El medio estadounidense The New York Times informó que Estados Unidos (EEUU) se mantiene en alerta máxima ante la posibilidad de represalias por parte del gobierno de Irán.

Altos mandos estadounidenses han puesto a sus soldados en alerta máxima en toda la región, a medida que aumenta el temor a una guerra más amplia si el país persa decide atacar bases militares instaladas en los países árabes.

Investigaciones revelan que la nación persa ha preparado misiles y otros equipos militares para atacar bases estadounidenses en Medio Oriente, si EEUU se une a la guerra de Israel.
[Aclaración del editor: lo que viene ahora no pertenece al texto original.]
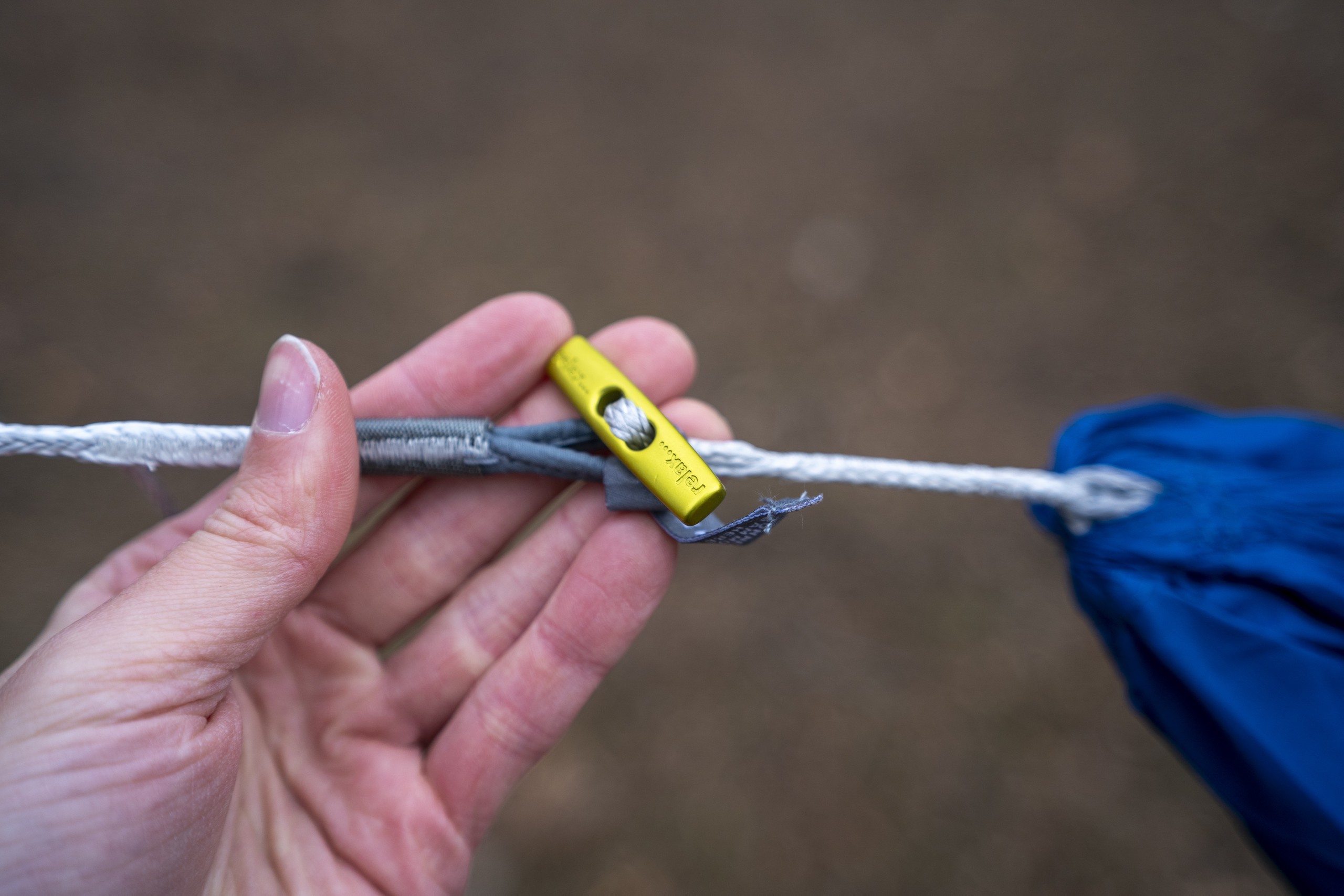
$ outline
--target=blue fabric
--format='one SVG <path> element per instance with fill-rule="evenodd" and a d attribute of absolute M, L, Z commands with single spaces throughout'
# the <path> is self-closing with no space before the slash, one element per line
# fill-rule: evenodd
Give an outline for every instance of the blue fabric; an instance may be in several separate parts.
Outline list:
<path fill-rule="evenodd" d="M 1105 408 L 1055 470 L 1163 484 L 1070 535 L 1078 603 L 1146 716 L 1302 893 L 1344 893 L 1344 429 L 1173 402 Z"/>

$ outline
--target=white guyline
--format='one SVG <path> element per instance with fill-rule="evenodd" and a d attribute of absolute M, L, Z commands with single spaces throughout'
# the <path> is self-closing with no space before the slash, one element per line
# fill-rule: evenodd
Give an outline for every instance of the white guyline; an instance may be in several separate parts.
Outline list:
<path fill-rule="evenodd" d="M 648 445 L 652 441 L 652 424 L 629 399 L 614 402 L 603 416 L 612 426 L 613 434 L 632 446 Z M 86 463 L 149 469 L 160 465 L 227 467 L 242 462 L 250 435 L 251 429 L 247 426 L 194 426 L 140 420 L 89 426 L 0 423 L 0 457 L 36 454 L 67 457 Z M 442 459 L 465 462 L 481 459 L 478 446 L 473 449 L 465 439 L 458 441 L 462 442 L 461 446 L 448 439 L 434 447 L 444 451 Z M 407 450 L 423 453 L 423 446 L 417 447 L 411 443 L 413 439 L 407 442 Z M 1095 521 L 1117 520 L 1148 508 L 1161 492 L 1161 485 L 1148 477 L 1109 466 L 1082 466 L 1067 473 L 1051 473 L 848 454 L 766 451 L 738 441 L 689 439 L 689 442 L 706 463 L 724 478 L 847 482 L 1013 498 L 1056 508 L 1068 528 L 1078 535 L 1087 532 Z M 387 453 L 392 450 L 392 445 L 384 441 L 378 450 Z"/>

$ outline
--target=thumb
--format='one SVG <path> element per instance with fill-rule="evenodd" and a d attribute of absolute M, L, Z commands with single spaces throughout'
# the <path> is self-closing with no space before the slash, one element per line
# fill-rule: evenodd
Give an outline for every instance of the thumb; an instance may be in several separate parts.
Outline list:
<path fill-rule="evenodd" d="M 227 676 L 336 557 L 358 488 L 345 382 L 325 352 L 285 336 L 266 359 L 228 497 L 161 563 L 86 617 L 82 634 L 120 668 L 142 660 L 161 674 L 208 666 Z"/>

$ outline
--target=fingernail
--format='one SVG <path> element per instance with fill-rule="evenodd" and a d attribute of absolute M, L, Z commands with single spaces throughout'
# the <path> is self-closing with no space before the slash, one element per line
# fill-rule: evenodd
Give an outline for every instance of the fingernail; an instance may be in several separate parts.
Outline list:
<path fill-rule="evenodd" d="M 255 426 L 265 433 L 298 433 L 317 404 L 317 361 L 293 336 L 281 336 L 270 348 L 261 376 Z"/>

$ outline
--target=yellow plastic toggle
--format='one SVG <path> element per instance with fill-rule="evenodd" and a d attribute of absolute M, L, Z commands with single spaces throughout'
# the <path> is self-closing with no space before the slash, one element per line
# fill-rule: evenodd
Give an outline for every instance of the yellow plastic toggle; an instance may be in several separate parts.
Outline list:
<path fill-rule="evenodd" d="M 575 336 L 560 345 L 547 361 L 546 372 L 612 454 L 621 458 L 679 520 L 695 525 L 719 506 L 727 490 L 710 465 L 653 402 L 586 339 Z M 622 442 L 602 418 L 606 406 L 622 396 L 634 402 L 653 424 L 653 442 L 645 449 L 634 450 Z"/>

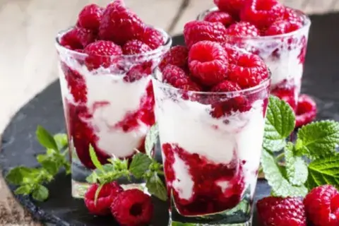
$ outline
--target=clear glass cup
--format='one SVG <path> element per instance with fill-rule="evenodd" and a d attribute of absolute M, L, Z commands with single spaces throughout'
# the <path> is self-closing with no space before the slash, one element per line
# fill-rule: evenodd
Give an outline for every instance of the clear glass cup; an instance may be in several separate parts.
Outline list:
<path fill-rule="evenodd" d="M 213 8 L 203 12 L 198 20 L 203 20 L 209 13 L 217 10 Z M 292 10 L 304 21 L 303 27 L 297 30 L 256 37 L 227 35 L 226 41 L 259 55 L 272 73 L 271 93 L 288 102 L 296 111 L 311 20 L 302 12 Z"/>
<path fill-rule="evenodd" d="M 56 47 L 73 197 L 82 197 L 88 185 L 85 178 L 95 169 L 90 145 L 102 164 L 112 157 L 129 159 L 136 148 L 144 150 L 145 135 L 155 123 L 151 74 L 172 44 L 170 37 L 158 30 L 165 44 L 155 50 L 96 58 L 64 47 L 60 39 L 68 30 L 58 34 Z M 105 66 L 94 67 L 97 60 L 106 62 Z M 136 180 L 131 184 L 123 178 L 119 182 L 126 186 L 143 184 Z"/>
<path fill-rule="evenodd" d="M 247 90 L 206 93 L 155 75 L 170 225 L 250 225 L 270 78 Z"/>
Funcionarios estadounidenses han revisado los informes de inteligencia, encontrando que Irán no se quedaría de brazos cruzados si el apoyo de Trump aumenta durante los ataques a su territorio.

Hasta el momento, la gestión de Trump ha enviado tres decenas de aviones de reabastecimientos a países europeos, con la única intención de ampliar el alcance de los bombarderos.

El conflicto sería aún peor si Irán decide minar el estrecho de Ormuz, donde pasa la mayoría de petróleo del mundo; afectando directamente a millones de personas que dependen de los carburantes.

La alerta máxima no solo estaría relacionada con el consumo de petróleo, sino en la estrategia de Irán para inmovilizar los buques de guerra estadounidenses en el golfo Pérsico.

Funcionarios de Irán han dejado claro que están dispuestos a atacar bases estadounidenses en Medio Oriente, empezando por las de Irak y naciones árabes que participan o apoyan indirectamente en el conflicto, al ser aliados de EEUU.

“Nuestros enemigos deben saber que no pueden llegar a una solución con ataques militares contra nosotros y que no podrán imponer su voluntad al pueblo iraní”, dijo el ministro de Asuntos Exteriores de Irán, Abbas Araghchi.

Se desconoce cuál sería el poderío de Irán y si tiene la capacidad de golpear fuertemente al gobierno de Trump con un ataque a sus bases militares.